Tlou Energy looks like it is struggling to stay afloat, according to the ASX.

The little company (ASX:TOU), which hopes to turn Botswanian coal seam gas into power, turned in some quarterly accounts which didn’t add up long term.

Cash in the bank was $5.5m but it plans to spend $3.3m of that come April.

The ASX is concerned that without more funds arriving in the foreseeable future, Tlou will become one of those companies that vanish, taking much shareholder funds with it.

In a release today, the ASX noted:

“It is possible to conclude … that if TOU were to continue to expend cash at the rate indicated … TOU may not have sufficient cash to continue funding its operations.”

In response, Tlou says it’ll have negative cash flows while it remains a gas explorer and power station developer, but it’s cutting costs now that gas drilling has completed.

It also says it’s talking debt funding or an equity raise with “external parties”, and discussions are at “an advanced stage”.

“The company believes that there is a significant likelihood that this investment will be successfully completed in the near term,” it said.

Tlou is exploring for coal-seam gas in Botswana and has a 2P reserve of 41 billion cubic feet and a significant contingent gas resources of 3 trillion cubic feet (3C).

Typically ‘reserves’ refer to oil or gas discoveries that are commercially recoverable using existing technology while a resource is an initial, untested estimate. A 2P means it’s proven and probable, while a 3P includes ‘possible’.

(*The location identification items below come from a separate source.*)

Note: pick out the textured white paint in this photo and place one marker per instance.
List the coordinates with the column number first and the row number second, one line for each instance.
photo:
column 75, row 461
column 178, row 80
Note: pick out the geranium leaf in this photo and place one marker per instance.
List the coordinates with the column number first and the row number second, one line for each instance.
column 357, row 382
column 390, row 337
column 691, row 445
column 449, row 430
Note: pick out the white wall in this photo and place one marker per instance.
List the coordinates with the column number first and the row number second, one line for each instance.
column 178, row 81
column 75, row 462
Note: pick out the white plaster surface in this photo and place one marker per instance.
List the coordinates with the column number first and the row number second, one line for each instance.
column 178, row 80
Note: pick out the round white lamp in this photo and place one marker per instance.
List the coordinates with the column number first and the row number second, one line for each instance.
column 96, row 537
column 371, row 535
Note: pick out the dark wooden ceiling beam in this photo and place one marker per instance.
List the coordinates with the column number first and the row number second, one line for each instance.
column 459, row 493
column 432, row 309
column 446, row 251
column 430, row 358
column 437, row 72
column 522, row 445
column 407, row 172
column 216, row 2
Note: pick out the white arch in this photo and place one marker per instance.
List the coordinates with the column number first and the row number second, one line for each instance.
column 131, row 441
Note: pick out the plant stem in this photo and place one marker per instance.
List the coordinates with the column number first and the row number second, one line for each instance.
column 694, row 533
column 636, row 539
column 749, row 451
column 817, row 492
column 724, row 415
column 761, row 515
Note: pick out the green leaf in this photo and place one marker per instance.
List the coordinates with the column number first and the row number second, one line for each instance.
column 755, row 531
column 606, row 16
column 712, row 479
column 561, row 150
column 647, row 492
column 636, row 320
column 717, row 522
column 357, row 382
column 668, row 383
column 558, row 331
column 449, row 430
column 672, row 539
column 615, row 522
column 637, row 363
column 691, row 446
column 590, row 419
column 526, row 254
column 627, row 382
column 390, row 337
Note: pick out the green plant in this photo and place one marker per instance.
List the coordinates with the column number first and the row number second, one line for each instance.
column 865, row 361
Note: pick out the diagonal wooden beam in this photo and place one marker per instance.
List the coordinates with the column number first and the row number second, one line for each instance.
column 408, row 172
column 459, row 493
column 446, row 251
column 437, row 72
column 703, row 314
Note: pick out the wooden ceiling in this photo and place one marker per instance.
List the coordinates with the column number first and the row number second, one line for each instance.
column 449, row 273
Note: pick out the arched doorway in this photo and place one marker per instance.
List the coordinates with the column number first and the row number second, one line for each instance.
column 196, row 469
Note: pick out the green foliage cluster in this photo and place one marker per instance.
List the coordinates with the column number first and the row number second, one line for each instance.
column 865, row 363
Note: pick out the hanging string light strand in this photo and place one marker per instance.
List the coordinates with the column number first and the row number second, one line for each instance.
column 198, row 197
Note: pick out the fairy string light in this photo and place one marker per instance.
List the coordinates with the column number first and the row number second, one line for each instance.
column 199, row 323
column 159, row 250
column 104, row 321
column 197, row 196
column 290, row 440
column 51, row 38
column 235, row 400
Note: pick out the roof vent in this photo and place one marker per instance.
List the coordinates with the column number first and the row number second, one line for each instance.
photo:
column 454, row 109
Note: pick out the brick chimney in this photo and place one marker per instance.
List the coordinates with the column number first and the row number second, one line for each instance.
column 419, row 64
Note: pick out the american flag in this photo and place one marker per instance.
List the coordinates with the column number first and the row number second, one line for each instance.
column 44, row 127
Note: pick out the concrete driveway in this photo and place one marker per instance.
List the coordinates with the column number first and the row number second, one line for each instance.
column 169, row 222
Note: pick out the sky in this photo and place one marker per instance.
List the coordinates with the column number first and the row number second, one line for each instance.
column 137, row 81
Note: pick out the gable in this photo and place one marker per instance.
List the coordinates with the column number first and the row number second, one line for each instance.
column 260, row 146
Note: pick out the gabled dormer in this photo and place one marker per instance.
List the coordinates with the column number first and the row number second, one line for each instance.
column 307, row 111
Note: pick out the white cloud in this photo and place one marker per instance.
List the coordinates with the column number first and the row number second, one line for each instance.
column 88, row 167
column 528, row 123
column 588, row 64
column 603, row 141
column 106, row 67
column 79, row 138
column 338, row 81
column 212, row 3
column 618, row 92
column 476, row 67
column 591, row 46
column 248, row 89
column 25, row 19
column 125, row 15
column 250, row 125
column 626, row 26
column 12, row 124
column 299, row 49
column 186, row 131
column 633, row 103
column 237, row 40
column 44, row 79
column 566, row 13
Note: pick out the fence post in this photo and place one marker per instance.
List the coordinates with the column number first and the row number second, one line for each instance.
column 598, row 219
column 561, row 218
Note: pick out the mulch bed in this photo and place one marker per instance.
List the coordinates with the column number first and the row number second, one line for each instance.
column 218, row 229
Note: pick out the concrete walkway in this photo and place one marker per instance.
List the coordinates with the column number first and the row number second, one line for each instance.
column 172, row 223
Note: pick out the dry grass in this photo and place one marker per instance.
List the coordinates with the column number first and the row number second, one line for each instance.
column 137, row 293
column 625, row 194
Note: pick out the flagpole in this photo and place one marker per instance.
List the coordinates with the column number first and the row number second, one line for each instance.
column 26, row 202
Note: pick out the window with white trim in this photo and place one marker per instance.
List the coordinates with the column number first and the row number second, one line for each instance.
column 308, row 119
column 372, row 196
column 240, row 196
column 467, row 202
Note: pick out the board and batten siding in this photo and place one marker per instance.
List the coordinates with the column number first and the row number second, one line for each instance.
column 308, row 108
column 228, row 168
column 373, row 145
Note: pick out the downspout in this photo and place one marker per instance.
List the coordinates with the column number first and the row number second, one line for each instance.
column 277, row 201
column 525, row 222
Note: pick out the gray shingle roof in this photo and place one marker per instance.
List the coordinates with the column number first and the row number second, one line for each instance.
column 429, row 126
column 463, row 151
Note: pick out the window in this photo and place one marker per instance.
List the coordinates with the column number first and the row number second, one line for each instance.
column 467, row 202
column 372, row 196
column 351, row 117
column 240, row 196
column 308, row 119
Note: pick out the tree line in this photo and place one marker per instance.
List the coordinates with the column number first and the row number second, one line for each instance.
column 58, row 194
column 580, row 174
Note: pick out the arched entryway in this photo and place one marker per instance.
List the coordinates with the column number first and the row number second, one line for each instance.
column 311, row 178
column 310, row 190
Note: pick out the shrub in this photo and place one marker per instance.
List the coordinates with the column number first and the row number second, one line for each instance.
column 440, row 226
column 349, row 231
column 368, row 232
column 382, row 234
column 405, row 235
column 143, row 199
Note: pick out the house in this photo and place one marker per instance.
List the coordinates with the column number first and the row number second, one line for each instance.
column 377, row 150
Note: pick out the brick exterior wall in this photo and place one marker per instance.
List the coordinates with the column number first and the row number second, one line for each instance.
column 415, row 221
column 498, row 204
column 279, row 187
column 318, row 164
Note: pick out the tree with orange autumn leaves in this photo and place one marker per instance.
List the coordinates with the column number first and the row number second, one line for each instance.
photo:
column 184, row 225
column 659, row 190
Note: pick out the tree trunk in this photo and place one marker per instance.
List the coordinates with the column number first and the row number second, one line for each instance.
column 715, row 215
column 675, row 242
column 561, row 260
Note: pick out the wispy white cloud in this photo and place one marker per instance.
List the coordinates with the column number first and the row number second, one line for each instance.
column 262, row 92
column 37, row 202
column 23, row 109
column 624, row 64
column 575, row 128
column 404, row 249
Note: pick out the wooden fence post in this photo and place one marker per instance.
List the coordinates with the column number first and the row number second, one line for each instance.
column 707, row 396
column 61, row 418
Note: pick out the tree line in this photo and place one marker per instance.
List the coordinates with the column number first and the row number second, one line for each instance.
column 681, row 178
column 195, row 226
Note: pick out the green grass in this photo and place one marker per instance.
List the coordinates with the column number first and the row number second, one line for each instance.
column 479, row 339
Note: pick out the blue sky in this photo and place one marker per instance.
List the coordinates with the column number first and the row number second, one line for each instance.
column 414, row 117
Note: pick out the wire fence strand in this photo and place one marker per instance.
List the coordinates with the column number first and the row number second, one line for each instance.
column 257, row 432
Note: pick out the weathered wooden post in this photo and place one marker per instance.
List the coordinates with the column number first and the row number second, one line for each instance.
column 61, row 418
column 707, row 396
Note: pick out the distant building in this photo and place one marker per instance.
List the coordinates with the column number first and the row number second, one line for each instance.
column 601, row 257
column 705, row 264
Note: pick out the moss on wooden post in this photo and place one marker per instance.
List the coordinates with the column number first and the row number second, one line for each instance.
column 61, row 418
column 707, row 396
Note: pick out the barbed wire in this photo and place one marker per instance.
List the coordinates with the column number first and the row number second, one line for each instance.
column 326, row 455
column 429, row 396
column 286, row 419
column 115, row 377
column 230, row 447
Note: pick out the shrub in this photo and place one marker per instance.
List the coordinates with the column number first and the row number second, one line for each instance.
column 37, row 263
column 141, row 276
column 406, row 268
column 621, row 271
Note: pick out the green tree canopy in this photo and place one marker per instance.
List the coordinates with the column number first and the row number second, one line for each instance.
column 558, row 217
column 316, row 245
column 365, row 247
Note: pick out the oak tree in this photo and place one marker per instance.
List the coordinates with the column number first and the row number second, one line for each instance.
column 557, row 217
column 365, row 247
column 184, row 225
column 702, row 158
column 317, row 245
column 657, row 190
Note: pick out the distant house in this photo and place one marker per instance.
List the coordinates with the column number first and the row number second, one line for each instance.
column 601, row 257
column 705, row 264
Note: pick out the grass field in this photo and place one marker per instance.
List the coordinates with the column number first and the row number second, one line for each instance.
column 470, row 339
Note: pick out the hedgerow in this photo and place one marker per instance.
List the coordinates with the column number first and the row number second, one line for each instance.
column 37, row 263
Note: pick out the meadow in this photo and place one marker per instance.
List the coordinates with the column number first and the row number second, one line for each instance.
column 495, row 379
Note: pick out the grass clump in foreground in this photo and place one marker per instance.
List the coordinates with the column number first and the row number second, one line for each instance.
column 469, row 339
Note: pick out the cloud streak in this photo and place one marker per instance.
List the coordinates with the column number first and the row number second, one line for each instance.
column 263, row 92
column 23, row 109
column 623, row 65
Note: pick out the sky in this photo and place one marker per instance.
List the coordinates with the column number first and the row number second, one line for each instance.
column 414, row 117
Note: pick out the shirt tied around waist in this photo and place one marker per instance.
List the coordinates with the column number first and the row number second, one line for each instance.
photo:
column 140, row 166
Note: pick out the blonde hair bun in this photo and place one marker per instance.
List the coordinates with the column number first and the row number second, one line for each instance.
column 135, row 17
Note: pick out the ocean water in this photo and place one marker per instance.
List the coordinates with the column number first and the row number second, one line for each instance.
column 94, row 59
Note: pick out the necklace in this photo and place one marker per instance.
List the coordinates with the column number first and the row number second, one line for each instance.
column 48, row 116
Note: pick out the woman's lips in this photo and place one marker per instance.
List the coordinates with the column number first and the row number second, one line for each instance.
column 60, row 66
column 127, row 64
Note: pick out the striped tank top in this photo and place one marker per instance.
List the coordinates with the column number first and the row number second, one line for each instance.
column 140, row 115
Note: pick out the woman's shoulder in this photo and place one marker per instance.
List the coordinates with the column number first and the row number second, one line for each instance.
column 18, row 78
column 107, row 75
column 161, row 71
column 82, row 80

The problem is that while Tlou has applied for a licence to develop a 100 megawatt (MW) coal seam gas power plant in October, it’s still waiting to hear back.

If accepted, it can then sign up power purchases agreements and find backers for the project.

Tlou shares were up 14 per cent to 12.5c.

Tlou shares over the last 12 months. Investors were pleased to get an update today on what the company plans to do about that rapidly narrowing bank balance.